Cryptocurrency trading giant FTX fell out of favor this week after the exchange experienced a liquidity crunch and agreed to give rival Binance the option to buy the company’s operations outside the US in what appears to be a ransom. Now, US regulators are investigating whether FTX potentially mishandled client funds on its platform, the sources told Bloomberg.
In addition to the liquidity crisis itself, the US Securities and Exchange Commission (SEC) and the Commodity Futures Trading Commission (CFTC) are investigating FTX’s relationship with its sister entity Alameda Research, as well as with FTX US. The investigations, which have not been publicly disclosed, began “months ago as an investigation into FTX US and its crypto lending activities,” Bloomberg reported.
Alameda Research, a crypto trading firm run by FTX boss Sam Bankman-Fried, found itself in the eye of the storm this week when its leaked balance sheet financials revealed unusually close ties to FTX via the crypto-native FTT token. exchange.
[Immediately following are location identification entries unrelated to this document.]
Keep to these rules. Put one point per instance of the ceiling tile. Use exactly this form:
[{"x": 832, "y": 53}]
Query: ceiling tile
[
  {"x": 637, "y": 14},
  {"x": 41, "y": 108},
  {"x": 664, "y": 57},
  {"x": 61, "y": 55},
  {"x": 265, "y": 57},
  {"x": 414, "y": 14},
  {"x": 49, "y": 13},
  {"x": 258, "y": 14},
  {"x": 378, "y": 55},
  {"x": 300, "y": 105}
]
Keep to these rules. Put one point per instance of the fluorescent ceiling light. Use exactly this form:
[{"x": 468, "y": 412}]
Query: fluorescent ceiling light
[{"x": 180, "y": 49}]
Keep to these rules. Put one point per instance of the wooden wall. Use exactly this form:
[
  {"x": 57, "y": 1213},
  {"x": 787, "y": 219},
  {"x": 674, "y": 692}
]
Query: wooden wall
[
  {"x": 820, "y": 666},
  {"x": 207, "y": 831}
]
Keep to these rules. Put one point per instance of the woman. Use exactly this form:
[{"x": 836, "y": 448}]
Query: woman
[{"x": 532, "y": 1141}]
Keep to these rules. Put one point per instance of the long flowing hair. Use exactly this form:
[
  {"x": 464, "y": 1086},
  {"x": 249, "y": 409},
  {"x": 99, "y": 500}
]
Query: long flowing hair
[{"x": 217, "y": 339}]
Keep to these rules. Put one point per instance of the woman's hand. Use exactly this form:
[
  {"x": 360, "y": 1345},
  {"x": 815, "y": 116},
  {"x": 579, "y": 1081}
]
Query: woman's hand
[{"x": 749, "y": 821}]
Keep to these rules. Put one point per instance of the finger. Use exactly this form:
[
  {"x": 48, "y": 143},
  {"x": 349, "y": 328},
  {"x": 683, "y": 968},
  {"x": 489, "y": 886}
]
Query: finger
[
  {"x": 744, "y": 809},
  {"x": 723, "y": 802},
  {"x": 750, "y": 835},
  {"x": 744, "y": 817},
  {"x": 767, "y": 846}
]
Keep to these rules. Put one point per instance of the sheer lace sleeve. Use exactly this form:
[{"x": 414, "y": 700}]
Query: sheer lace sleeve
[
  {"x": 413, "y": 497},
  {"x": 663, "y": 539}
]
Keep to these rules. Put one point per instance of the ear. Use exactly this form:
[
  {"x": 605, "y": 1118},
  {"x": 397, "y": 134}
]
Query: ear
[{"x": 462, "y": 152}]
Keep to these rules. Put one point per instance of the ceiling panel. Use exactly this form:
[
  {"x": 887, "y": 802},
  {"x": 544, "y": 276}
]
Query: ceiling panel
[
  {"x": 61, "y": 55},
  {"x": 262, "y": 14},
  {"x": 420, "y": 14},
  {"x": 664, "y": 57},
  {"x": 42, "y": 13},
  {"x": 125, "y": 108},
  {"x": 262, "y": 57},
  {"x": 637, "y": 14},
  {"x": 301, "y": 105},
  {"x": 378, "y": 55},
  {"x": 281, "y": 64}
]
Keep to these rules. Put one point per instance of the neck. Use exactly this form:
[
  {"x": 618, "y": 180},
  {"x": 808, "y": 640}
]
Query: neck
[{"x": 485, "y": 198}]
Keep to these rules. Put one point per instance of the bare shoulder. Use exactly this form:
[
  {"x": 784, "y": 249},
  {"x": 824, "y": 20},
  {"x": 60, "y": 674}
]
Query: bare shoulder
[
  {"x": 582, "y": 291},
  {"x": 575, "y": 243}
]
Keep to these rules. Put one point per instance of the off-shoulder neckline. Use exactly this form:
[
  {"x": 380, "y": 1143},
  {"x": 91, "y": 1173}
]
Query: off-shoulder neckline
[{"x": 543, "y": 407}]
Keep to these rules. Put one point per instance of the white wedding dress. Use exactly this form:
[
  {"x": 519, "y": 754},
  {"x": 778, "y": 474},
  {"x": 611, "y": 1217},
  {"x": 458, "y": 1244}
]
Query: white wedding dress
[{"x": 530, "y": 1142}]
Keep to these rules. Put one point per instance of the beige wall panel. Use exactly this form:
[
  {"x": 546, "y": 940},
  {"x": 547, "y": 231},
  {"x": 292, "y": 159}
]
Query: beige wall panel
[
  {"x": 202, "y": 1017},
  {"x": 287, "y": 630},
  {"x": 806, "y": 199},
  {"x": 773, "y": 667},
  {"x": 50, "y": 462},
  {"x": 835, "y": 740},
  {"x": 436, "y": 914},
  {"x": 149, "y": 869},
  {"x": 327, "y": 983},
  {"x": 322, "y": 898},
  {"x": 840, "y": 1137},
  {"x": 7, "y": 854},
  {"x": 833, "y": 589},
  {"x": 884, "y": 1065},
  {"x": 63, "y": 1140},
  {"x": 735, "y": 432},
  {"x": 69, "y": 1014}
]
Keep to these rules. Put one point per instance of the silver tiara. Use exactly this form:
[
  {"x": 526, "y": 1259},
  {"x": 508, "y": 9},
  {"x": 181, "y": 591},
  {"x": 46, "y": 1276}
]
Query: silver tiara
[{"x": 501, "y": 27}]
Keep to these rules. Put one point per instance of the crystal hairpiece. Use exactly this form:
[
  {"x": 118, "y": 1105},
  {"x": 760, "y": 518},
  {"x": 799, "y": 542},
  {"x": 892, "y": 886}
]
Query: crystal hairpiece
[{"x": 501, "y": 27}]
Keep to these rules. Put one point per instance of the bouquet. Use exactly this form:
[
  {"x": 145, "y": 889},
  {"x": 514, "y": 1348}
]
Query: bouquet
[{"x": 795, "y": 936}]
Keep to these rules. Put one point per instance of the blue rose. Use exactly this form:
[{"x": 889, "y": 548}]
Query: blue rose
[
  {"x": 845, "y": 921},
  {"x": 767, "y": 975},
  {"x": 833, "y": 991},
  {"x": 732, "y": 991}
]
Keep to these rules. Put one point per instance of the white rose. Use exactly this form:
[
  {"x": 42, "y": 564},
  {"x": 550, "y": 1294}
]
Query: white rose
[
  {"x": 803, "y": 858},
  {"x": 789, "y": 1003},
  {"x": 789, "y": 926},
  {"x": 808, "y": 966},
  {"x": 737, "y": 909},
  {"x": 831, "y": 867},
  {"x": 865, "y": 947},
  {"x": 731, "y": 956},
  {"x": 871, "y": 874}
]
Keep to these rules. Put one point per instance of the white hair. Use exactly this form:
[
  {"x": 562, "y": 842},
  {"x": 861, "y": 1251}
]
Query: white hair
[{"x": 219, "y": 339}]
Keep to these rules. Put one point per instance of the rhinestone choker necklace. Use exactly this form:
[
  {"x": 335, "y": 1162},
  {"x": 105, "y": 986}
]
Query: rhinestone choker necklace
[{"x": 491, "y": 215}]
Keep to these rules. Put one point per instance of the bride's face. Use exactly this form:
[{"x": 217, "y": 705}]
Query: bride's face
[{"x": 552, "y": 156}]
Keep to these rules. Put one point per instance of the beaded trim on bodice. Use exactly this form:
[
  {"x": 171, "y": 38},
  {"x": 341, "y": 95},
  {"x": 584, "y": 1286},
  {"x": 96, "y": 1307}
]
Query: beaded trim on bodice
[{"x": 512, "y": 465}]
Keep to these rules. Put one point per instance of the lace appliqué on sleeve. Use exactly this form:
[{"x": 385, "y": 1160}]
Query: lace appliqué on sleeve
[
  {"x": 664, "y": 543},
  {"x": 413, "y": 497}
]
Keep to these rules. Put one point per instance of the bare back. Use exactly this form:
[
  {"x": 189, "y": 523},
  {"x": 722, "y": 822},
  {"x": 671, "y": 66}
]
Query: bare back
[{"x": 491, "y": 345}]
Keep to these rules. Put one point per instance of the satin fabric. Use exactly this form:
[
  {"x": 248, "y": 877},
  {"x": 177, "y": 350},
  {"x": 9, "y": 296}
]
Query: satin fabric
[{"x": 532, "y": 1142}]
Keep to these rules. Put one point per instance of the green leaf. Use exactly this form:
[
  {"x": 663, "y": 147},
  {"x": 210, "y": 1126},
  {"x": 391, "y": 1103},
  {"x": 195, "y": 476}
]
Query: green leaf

Changpeng Zhao, CEO of Binance, sent shockwaves through the cryptoverse when he tweeted that his company, an early investor in FTX and a large holder of its tokens, would liquidate his position in FTT.
Since that series of tweets, FTT holders have been selling off their tokens en masse. Zhao claims that Bankman-Fried then called him and asked Binance to bail out the troubled exchange.
Binance and FTX revealed yesterday that the former had signed a non-binding letter of intent giving it the option to purchase FTX pending due diligence. At this time, it is unclear whether the deal will go ahead due to alleged concerns raised during the due diligence process.